Chiuse la valigia con un piccolo sospiro e il rumore secco della chiusura ermetica del suo bagaglio. Era abituata a viaggiare leggera, almeno in abiti e oggetti. Nel cuore, questa volta, portava un peso ancora maggiore del solito.

Scese le scale, sorprendentemente leggiadra nel suo abito accollato, chiuso e rigido. Nell'ingresso, due ragazzini la osservavano come se stessero aspettando la bara di un qualche parente che stava per essere portato al cimitero. La donna si avvicinò a loro, diede un lieve bacio sulla fronte ad entrambi e se ne andò senza una parola, superando la servitù e il suo sostituto, che a una rapida occhiata sembrava burbero, noioso e grigio. Tutto quello che lei stessa sembrava, questo è vero, a una prima occhiata al suo abbigliamento, al suo portamento: era nei suoi occhi che c'era qualcosa di diverso. Josephine era stata una governante per moltissimi anni, anche se era ancora una donna piuttosto giovane: quarantun anni potevano sembrare tanti, a quell'epoca, ma lei si sentiva ancora in forze, almeno fisicamente. Negli ultimi ventiquattro anni aveva fatto molte esperienze: tre famiglie presso cui aveva cresciuto e accudito otto bambini, di diverse età e sesso, nonché i suoi tre inverni da infermiera nelle Indie orientali. Eppure, il suo aspetto non era logorato o sfiorito: era una donna che dimostrava i suoi anni, ma in maturità e non in fatiche. I suoi capelli più castani che ramati, ricordo di una qualche antica discendenza scozzese, erano appena striati di grigio, e nella pettinatura stretta in cui erano legati era impossibile notarlo. Gli occhi erano vispi e attenti, di un marrone quasi nocciola, e si posarono sull'austera casa che aveva occupato negli ultimi sette anni con un pizzico di nostalgia. Aveva amato molto quei due ragazzini, figli di un padre severo e una madre morta troppo giovane. Pensò a loro per molto del suo viaggio verso Londra: a che pro farsi spezzare il cuore ogni volta che doveva ricordare a se stessa che non erano figli suoi, ma di qualcun altro? Aveva deciso di prendersi del tempo: aveva qualche risparmio e poteva sempre dare lezioni privatamente, qualche ora al giorno, qualche volta a settimana. Tanto per non affezionarsi troppo ai suoi allievi... sì, come se fosse possibile, per una come lei.
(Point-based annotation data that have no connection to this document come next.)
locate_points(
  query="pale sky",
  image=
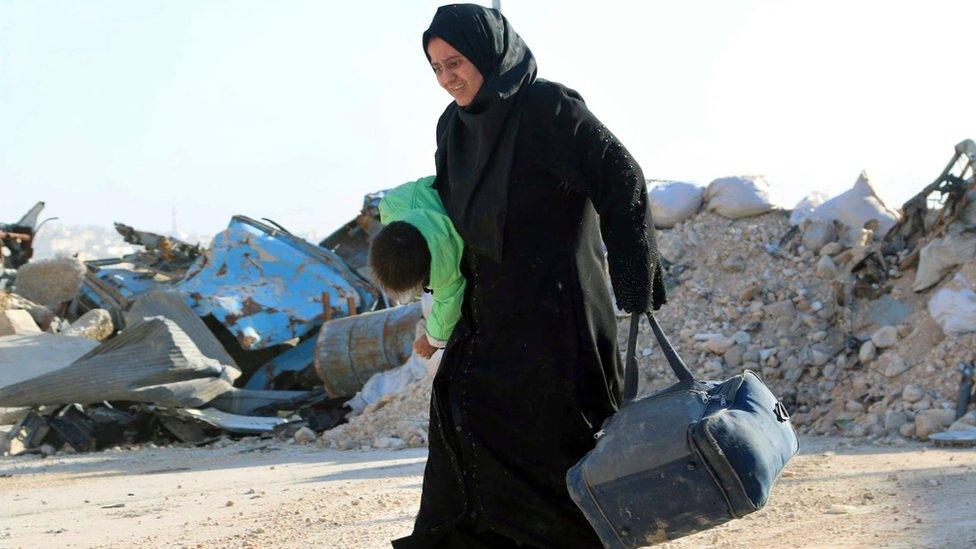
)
(123, 110)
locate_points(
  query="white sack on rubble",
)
(805, 207)
(858, 205)
(938, 257)
(953, 307)
(737, 197)
(673, 202)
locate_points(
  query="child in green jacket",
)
(418, 247)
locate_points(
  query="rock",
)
(893, 421)
(831, 249)
(305, 436)
(817, 233)
(742, 338)
(867, 352)
(715, 343)
(966, 422)
(734, 264)
(953, 307)
(51, 282)
(911, 394)
(96, 325)
(782, 308)
(733, 357)
(42, 315)
(885, 336)
(17, 322)
(896, 365)
(826, 268)
(932, 421)
(939, 256)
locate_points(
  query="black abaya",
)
(532, 368)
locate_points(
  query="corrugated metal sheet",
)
(172, 305)
(268, 286)
(154, 361)
(350, 350)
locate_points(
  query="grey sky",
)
(123, 110)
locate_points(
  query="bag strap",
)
(630, 373)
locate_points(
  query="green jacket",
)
(418, 204)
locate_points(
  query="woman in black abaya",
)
(530, 179)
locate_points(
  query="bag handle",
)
(630, 373)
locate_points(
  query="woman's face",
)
(454, 72)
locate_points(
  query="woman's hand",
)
(423, 347)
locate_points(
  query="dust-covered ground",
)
(259, 493)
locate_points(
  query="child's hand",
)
(423, 347)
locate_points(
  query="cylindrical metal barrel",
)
(351, 349)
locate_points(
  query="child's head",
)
(399, 258)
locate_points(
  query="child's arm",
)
(445, 311)
(400, 200)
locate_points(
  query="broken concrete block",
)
(24, 357)
(50, 282)
(153, 361)
(953, 307)
(817, 233)
(938, 257)
(96, 325)
(885, 336)
(932, 421)
(17, 322)
(42, 315)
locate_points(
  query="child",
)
(417, 248)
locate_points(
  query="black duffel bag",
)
(691, 457)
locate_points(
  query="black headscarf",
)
(476, 144)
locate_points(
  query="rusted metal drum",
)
(351, 349)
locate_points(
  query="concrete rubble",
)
(192, 346)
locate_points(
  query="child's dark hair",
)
(399, 257)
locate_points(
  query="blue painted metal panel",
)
(267, 286)
(293, 360)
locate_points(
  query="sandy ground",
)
(258, 493)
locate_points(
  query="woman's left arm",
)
(591, 160)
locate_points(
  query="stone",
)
(966, 422)
(305, 436)
(818, 233)
(717, 343)
(831, 249)
(932, 421)
(51, 282)
(893, 421)
(742, 338)
(867, 352)
(96, 325)
(733, 357)
(896, 365)
(911, 394)
(782, 308)
(885, 336)
(17, 322)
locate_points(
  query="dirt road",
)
(266, 494)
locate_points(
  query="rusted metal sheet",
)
(351, 241)
(153, 361)
(265, 285)
(350, 350)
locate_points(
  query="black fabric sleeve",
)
(589, 159)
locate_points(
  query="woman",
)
(530, 178)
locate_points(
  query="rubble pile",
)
(862, 319)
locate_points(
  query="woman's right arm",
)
(589, 159)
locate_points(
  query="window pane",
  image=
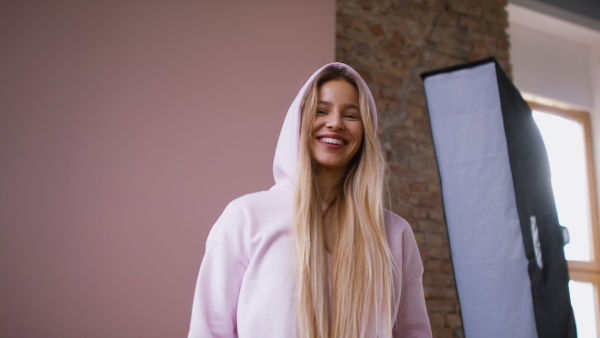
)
(584, 307)
(565, 144)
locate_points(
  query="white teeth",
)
(332, 141)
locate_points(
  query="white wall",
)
(551, 67)
(558, 60)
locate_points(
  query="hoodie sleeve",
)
(214, 311)
(412, 320)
Il cocchiere la lasciò presso una piccola locanda, The Fox and The Hound. Decisa a distrarsi, per un pomeriggio, infilò i suoi guanti più austeri ed eleganti e si diresse verso Hyde park. Stava passeggiando, un po' mesta, quando sentì qualcuno chiamarla.

«Miss Watson!»

Josephine si voltò, la fronte aggrottata, non riconoscendo precisamente chi era la donna paffutella, di poco più giovane di lei, che la chiamava a gran voce.

«Sono Minnie... Minnie Stamford!» si presentò questa, quando la raggiunse, con il fiato corto per la corsa.

«Minnie! Certo, mi ricordo...» replicò Josephine, ricordando la giovane.

«Sì, lo so, sono un po' ingrassata» si giustificò l'altra, mentre Josephine le faceva cenno di non farlo.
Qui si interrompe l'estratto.